THE SYDNEY MORNING HERALD, 1860 OCTOBER 22, P. 2
This article gives a vivid picture of how much James Tyson had achieved by the age of 41. He was already becoming an iconic member of the squattocracy, not only for his personal success but also for what was seen as his important role in the economy of the country.
Note that the term squatting, which today is a pejorative description for people who occupy something they do not own, has a very different meaning in the history of Australian white settlement. When the British colonised the eastern part of Australia they considered it was essentially empty and did not belong to anyone (terra nullius), conveniently ignoring the indigenous population who had been here for 50,000 years or more, and so claimed it all as belonging to the Crown. As the colonies grew in the early to mid-1800s, the demand for beef, mutton and wool increased rapidly. The western parts of New South Wales contained land ideal for grazing sheep and cattle, so speculators would occupy large areas of unused Crown land. Often they would have no rights to the land, but later it would be legitimised through government leases and sometimes as freehold title. Some of these speculators were wealthy British free settlers, and others were entrepreneurial emancipated convicts or, as in the case of James Tyson, children of convicts. They were leading the push to settle remote areas of the country, and were generally held in high regard by the public of the day.
Many of the squatters became influential in advancing their needs with the government. The term squattocracy was coined to describe squatters who had become the new aristocracy of the day.
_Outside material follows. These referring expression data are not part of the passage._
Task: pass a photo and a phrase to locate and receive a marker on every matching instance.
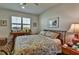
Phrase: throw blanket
(36, 45)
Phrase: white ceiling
(30, 7)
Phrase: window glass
(26, 20)
(16, 19)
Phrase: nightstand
(69, 51)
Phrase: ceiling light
(22, 7)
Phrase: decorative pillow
(52, 35)
(42, 32)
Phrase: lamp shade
(74, 28)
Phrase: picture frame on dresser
(53, 22)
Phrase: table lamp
(74, 28)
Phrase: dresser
(69, 51)
(15, 34)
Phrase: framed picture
(3, 22)
(34, 24)
(53, 22)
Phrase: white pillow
(52, 35)
(42, 32)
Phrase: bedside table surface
(69, 51)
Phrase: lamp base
(76, 38)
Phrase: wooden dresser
(69, 51)
(15, 34)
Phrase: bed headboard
(61, 34)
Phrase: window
(19, 23)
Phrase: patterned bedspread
(36, 45)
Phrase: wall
(68, 14)
(6, 15)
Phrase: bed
(37, 45)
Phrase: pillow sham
(42, 32)
(52, 35)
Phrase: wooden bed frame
(61, 35)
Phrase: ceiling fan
(24, 4)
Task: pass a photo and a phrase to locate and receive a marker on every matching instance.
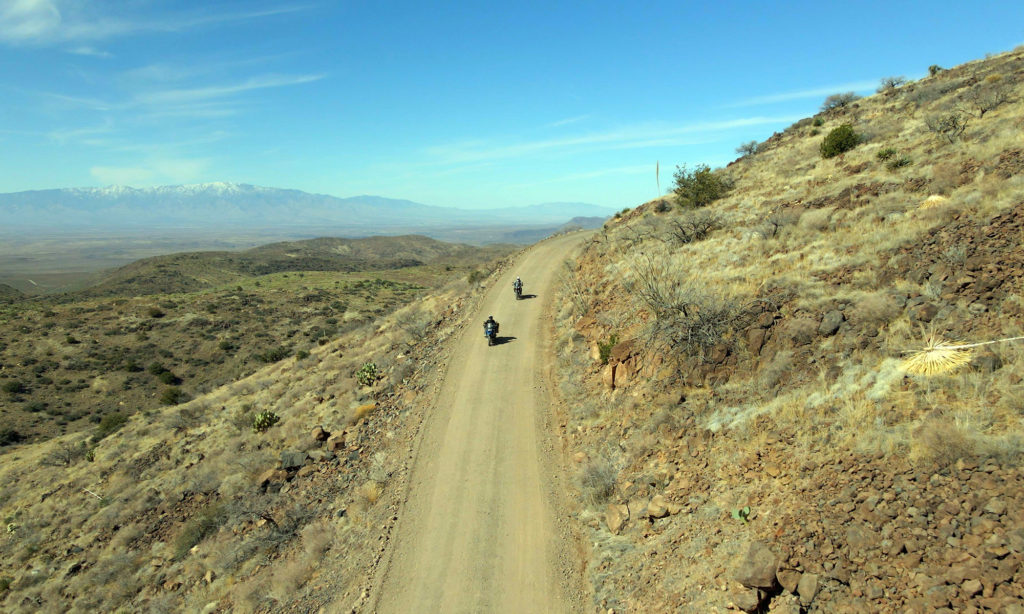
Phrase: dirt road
(482, 528)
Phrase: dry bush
(370, 491)
(942, 440)
(597, 481)
(876, 309)
(317, 537)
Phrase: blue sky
(469, 104)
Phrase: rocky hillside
(745, 431)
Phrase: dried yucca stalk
(940, 356)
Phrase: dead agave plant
(941, 356)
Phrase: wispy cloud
(568, 121)
(90, 51)
(49, 22)
(159, 170)
(219, 91)
(626, 138)
(817, 92)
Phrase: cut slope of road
(482, 529)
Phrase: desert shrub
(14, 387)
(274, 354)
(367, 374)
(898, 163)
(748, 148)
(839, 100)
(169, 378)
(172, 396)
(889, 83)
(987, 96)
(694, 226)
(687, 321)
(950, 125)
(110, 424)
(65, 454)
(839, 140)
(9, 436)
(264, 420)
(700, 186)
(604, 349)
(199, 527)
(598, 482)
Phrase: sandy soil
(482, 528)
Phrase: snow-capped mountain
(224, 205)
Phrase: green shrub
(274, 354)
(898, 163)
(748, 148)
(840, 140)
(886, 154)
(700, 186)
(950, 125)
(110, 424)
(889, 83)
(604, 349)
(9, 436)
(264, 420)
(839, 100)
(169, 378)
(201, 526)
(172, 396)
(14, 387)
(367, 375)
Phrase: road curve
(479, 530)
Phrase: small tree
(889, 83)
(700, 186)
(839, 100)
(839, 140)
(748, 148)
(951, 126)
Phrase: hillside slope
(747, 432)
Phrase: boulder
(787, 578)
(272, 480)
(758, 566)
(830, 322)
(807, 588)
(336, 442)
(615, 517)
(293, 459)
(748, 600)
(657, 508)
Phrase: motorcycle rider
(487, 323)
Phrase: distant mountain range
(243, 206)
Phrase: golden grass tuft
(938, 356)
(933, 202)
(941, 356)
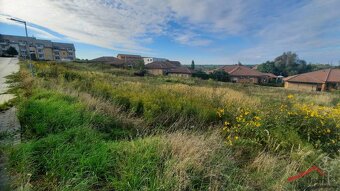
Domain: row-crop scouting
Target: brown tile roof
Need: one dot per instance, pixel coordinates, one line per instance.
(129, 55)
(239, 70)
(180, 70)
(106, 59)
(161, 65)
(270, 75)
(176, 63)
(320, 76)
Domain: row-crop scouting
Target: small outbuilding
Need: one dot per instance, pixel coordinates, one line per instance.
(321, 80)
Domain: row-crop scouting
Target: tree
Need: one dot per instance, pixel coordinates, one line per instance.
(193, 64)
(286, 64)
(11, 51)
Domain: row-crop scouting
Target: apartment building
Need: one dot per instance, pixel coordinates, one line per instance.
(38, 49)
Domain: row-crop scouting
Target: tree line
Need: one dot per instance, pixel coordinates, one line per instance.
(289, 64)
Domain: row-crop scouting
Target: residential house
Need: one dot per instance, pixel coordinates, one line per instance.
(321, 80)
(38, 49)
(109, 60)
(63, 51)
(181, 71)
(130, 60)
(148, 60)
(129, 57)
(243, 74)
(160, 67)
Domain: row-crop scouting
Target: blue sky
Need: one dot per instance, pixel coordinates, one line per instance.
(207, 31)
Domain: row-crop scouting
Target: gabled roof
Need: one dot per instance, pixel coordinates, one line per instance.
(106, 59)
(60, 45)
(270, 75)
(129, 55)
(240, 70)
(161, 65)
(181, 70)
(320, 76)
(176, 63)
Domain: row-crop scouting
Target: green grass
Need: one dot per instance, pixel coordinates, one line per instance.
(86, 128)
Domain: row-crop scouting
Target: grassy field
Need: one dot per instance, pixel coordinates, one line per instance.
(93, 127)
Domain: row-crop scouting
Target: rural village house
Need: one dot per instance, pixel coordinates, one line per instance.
(242, 74)
(172, 68)
(181, 71)
(109, 60)
(321, 80)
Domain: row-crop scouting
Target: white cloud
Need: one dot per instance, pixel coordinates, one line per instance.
(312, 30)
(269, 27)
(191, 39)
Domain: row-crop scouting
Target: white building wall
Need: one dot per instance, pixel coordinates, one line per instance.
(148, 60)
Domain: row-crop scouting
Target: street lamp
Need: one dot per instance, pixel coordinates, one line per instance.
(27, 47)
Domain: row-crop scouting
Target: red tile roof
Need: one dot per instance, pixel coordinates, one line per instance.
(239, 70)
(320, 76)
(181, 70)
(161, 65)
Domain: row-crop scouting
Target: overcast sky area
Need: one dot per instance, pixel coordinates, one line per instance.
(207, 31)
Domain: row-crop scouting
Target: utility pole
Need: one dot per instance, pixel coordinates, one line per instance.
(27, 46)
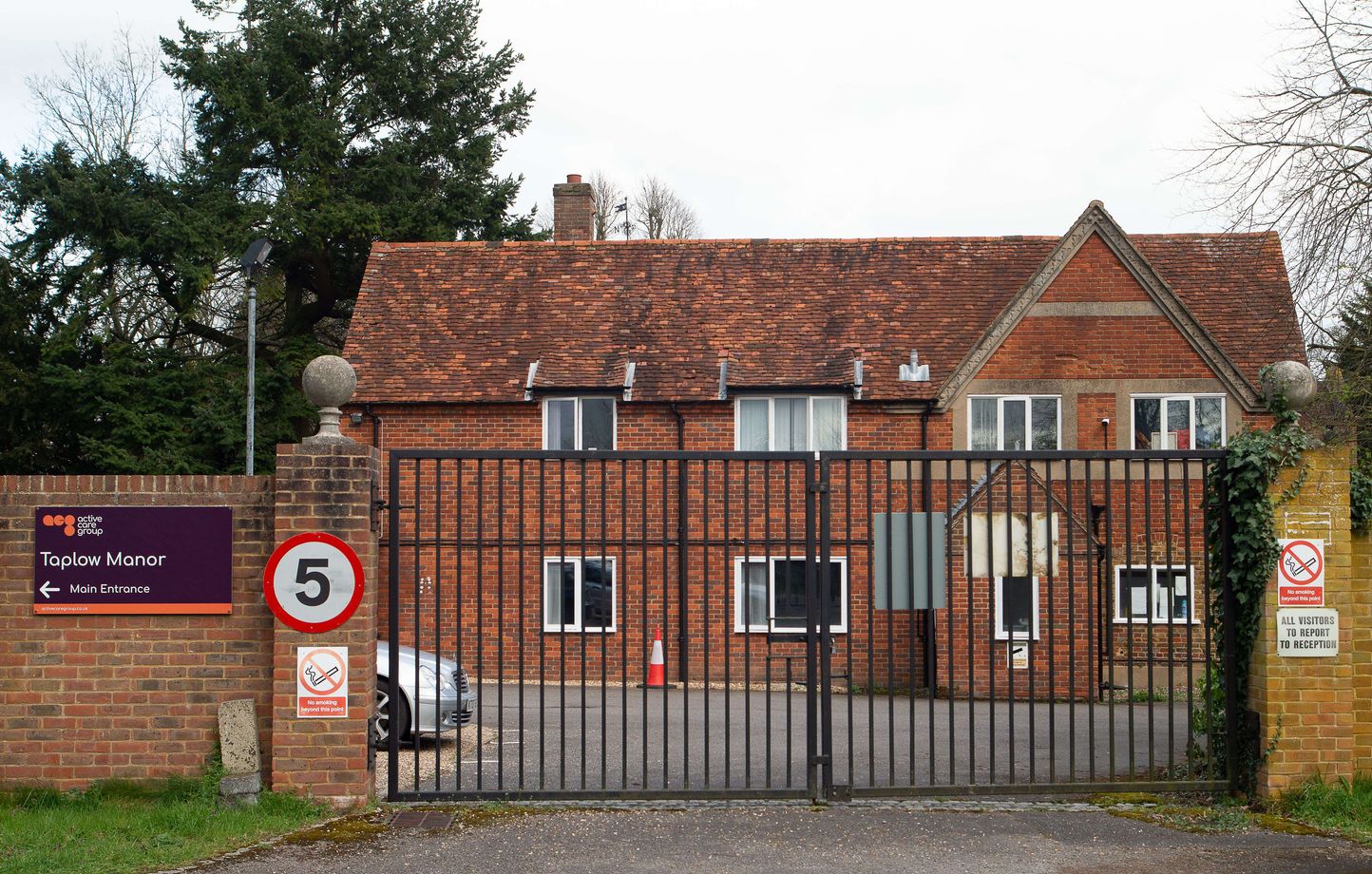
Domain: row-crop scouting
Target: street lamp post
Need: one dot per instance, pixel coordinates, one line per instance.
(253, 261)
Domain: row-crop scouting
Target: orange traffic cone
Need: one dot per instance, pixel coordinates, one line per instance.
(657, 666)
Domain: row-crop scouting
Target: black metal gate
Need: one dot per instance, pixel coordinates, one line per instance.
(834, 624)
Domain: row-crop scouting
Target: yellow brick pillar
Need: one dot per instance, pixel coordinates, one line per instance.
(1317, 708)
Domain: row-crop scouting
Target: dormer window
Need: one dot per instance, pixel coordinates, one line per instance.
(1014, 423)
(791, 423)
(1177, 422)
(580, 425)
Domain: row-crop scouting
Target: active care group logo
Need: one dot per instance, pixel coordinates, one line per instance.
(74, 525)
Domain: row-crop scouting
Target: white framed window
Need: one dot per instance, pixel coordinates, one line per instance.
(791, 423)
(1177, 422)
(580, 595)
(770, 595)
(1017, 608)
(580, 423)
(1158, 595)
(1014, 422)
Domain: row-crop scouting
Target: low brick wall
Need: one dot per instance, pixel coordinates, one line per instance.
(86, 697)
(93, 697)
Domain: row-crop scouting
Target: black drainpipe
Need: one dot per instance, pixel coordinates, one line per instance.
(930, 645)
(680, 545)
(377, 505)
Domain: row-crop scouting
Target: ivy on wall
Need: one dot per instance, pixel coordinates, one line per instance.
(1360, 500)
(1239, 500)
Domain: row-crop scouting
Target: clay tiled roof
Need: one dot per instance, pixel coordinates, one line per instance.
(463, 321)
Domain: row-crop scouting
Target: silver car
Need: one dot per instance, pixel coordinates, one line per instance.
(442, 698)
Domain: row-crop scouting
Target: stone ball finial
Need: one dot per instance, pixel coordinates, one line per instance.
(1291, 379)
(328, 383)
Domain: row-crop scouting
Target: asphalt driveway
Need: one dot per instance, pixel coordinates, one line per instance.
(855, 840)
(568, 738)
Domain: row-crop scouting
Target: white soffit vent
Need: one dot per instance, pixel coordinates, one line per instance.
(914, 372)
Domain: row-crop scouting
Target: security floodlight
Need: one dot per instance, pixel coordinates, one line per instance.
(256, 256)
(253, 261)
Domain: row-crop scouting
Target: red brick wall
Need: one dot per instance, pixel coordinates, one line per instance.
(1096, 348)
(1094, 275)
(92, 697)
(1091, 409)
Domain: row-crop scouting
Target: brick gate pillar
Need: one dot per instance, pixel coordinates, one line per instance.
(328, 484)
(1312, 706)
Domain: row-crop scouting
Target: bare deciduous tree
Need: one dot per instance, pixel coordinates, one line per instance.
(608, 200)
(660, 215)
(1300, 160)
(104, 104)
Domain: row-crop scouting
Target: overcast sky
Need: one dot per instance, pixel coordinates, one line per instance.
(851, 118)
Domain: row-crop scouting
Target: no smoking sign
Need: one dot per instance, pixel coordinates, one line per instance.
(1301, 574)
(321, 682)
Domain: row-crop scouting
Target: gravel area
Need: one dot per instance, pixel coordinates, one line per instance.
(431, 753)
Here’s a transcription of the article:
SQUATTING IN THE DENILIQUIN DISTRICT. – Some notion may be formed of the grand scale in which squatting is carried on in these districts when we record the number of sheep to be shorn this season on the runs belonging to Mr. James Tyson as 80,000. The average weight of the wool is 3½ lbs. per sheep. This would give 280,000 lbs. of wool, which at 2s. per lb., would realise £28,000. If the sheep increase as we may expect, Mr. Tyson in five years will shear 500,000 sheep, giving employment to hundreds of men. – Pastoral Times.